Gillibrand is a chameleon. The Kirsten Gillibrand who represented New York’s 20th Congressional District was independent and outspoken. She was frequently in the media, voted against the TARP boondoggle, and let everyone know where she stood. As much as I may have disagreed with her on some issues, I admired that she would come out and make her case known. I even found a small number of areas where I agreed with her. When she was appointed Senator, I thought she would be the same person. Instead, she seems to just vote however Schumer (finally the real Senior Senator once Hillary went on to bigger things) does. When she wants to show some occasional independence, she votes to the left of Schumer, difficult as that feat is to accomplish. She almost never speaks out on why she voted. Media appearances seem to be focused more on things like spreads in Vogue.

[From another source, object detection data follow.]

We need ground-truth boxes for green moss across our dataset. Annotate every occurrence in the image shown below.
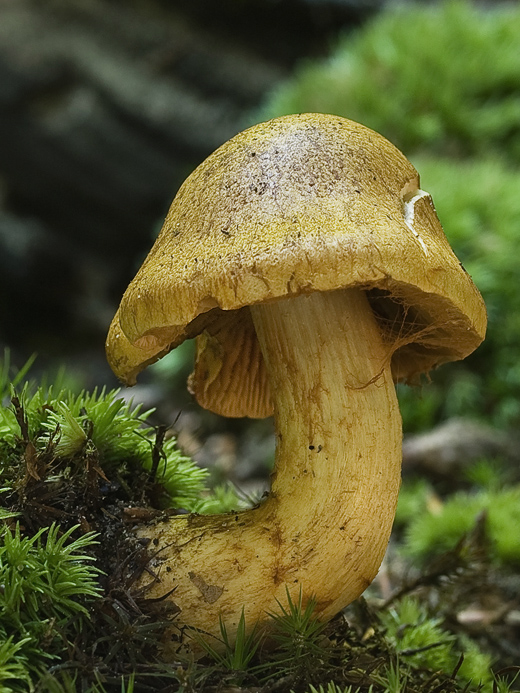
[259,0,520,160]
[404,486,520,568]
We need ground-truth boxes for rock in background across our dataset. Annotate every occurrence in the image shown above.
[0,0,382,377]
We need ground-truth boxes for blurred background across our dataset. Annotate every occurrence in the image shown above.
[0,0,520,486]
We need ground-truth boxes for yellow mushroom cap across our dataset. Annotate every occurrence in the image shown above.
[107,113,486,416]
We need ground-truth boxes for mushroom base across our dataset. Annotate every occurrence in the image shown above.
[138,290,402,656]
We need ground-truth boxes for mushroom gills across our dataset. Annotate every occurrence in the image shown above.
[139,289,401,637]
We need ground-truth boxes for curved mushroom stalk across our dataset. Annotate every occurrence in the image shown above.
[139,289,401,636]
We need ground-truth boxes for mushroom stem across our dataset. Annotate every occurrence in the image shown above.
[136,289,401,648]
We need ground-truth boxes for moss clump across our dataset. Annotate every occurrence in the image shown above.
[260,0,520,161]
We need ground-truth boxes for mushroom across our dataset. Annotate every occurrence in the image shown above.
[107,114,486,648]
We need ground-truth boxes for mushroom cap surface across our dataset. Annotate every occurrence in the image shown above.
[107,113,486,416]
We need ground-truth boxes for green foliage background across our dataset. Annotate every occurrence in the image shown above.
[253,0,520,431]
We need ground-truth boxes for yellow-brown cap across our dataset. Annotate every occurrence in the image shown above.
[107,113,486,416]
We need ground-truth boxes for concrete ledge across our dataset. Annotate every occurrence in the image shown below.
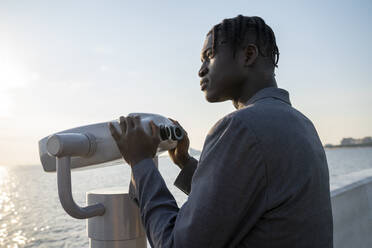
[331,170,372,248]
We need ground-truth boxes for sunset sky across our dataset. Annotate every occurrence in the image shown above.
[0,0,372,165]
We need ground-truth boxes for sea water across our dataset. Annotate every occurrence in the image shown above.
[0,147,372,248]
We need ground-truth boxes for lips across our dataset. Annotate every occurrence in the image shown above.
[200,78,209,91]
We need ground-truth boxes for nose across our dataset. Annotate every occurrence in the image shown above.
[198,63,208,77]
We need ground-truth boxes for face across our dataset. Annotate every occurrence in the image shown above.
[199,34,244,102]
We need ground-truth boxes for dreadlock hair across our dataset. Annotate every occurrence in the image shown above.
[207,15,279,67]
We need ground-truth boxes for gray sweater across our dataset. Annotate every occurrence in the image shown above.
[130,88,333,248]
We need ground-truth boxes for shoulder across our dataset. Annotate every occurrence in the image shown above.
[207,110,252,141]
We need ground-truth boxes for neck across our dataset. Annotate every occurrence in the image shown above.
[232,75,278,109]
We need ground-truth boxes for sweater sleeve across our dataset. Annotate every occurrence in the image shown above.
[132,117,266,248]
[174,157,198,195]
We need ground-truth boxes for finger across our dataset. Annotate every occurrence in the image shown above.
[109,122,120,142]
[133,116,142,128]
[120,116,127,135]
[149,121,160,140]
[126,116,134,132]
[168,118,181,126]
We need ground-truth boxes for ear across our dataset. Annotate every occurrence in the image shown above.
[244,44,258,66]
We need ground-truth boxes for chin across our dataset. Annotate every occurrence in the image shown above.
[205,91,224,102]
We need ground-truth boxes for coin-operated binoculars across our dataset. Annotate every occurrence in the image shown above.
[39,113,184,248]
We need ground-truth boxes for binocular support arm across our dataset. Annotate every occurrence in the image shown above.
[47,133,105,219]
[57,156,105,219]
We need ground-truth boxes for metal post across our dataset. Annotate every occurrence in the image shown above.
[87,156,159,248]
[87,188,147,248]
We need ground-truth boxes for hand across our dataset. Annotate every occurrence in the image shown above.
[168,118,190,169]
[109,116,160,166]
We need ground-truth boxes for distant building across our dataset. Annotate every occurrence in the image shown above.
[341,136,372,146]
[341,138,355,146]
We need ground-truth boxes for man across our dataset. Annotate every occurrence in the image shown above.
[110,16,333,248]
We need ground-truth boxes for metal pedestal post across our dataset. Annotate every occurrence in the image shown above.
[87,188,147,248]
[87,157,159,248]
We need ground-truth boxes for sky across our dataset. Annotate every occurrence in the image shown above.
[0,0,372,165]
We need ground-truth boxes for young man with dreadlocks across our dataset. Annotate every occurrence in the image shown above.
[110,16,333,248]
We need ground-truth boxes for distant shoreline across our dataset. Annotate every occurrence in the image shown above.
[324,143,372,148]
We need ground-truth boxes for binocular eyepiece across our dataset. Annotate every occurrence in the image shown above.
[159,125,184,141]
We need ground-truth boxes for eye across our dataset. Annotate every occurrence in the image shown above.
[206,50,213,59]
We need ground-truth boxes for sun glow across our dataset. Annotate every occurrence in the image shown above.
[0,49,32,118]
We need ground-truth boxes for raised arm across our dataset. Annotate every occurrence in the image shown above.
[125,115,267,248]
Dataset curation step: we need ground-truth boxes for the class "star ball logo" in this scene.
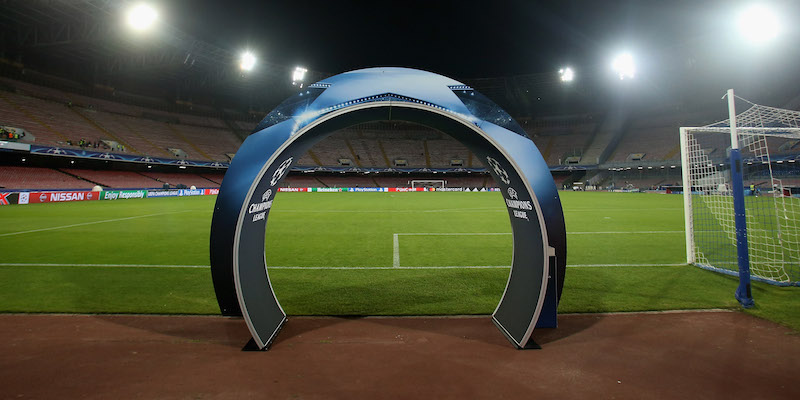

Under current circumstances, Gillibrand has a cakewalk to reelection. But so does another Democrat in a high position in New York politics: newly minted Governor Andrew Cuomo. The funny thing is that while Gillibrand is just towing the line of Schumer and others in the Democrat hierarchy, Cuomo is at least talking about and doing some occasional things to attempt to deal with New York’s problems. Cuomo really doesn’t have to, because as it stands now in New York, he is guaranteed reelection no matter what he does. Nobody beyond the Jimmy McMillans and others who participated in the New York Gubernatorial Circus Show last year needs to bother wasting their time running. But maybe Cuomo realizes things are in a mess and does not want to have a legacy of doing nothing. Maybe he even realizes that there is (shudder) the remote possibility that unless he does something in his first term, he might not actually be returned to the governor’s office for a second term. Of course, for Cuomo, he has to worry about 2014, not 2012. Political winds can shift quite a bit by then.
While Gillibrand has an election coming up sooner, and while she is not a chief executive of a state, she should gather the courage to vote to repeal what is simply bad legislation. If, as a Senator, she lacks the backbone she once had in voting against the boondoggle known as TARP, she at least ought to push for a simple VOTE on repealing the boondoggle known as ObamaCare. She can still vote with Schumer on it and be in line with her Democrat masters.
Although 2012 might be “just around the corner,” much can happen between now and November of next year. With Reid starting things off by blocking legislation coming out of the House, the Republicans can run on a national message that Reid is disrupting progress for the American people. Should they continue to pass decent legislation that just gets Reid’s “veto,” it’s a gift on a silver platter. If unemployment continues to hover close to 10% and the economy continues to stagnate, it may not be a “cakewalk” environment, even for a Democrat in New York.
Gillibrand may have to actually fill the role of Junior Senator from New York, unlike her predecessor. But that does not mean she cannot be outspoken, actually defend each of her votes, appear more often on hard media (note: Vogue does not qualify) and show some leadership skills. She had them before being handed a “promotion” by former New York Governor David Paterson. She needs to remember them.
While 2010 was a referendum on Obama and Pelosi’s “leadership,” 2012 will be an even bigger referendum on Obama. With John Boehner basically hamstrung by Harry Reid, he has far less power than Nancy Pelosi. Should there be no progress, the focus will be on defeating the incumbent president and flipping the Senate from the limited grip of his party. Gillibrand needs to distinguish herself and stand on her own, rather than just riding coattails of Obama for better or worse. Should the road to 2012 be a messy ride without real change, her reelection may not be a given. Not even in deep blue New York.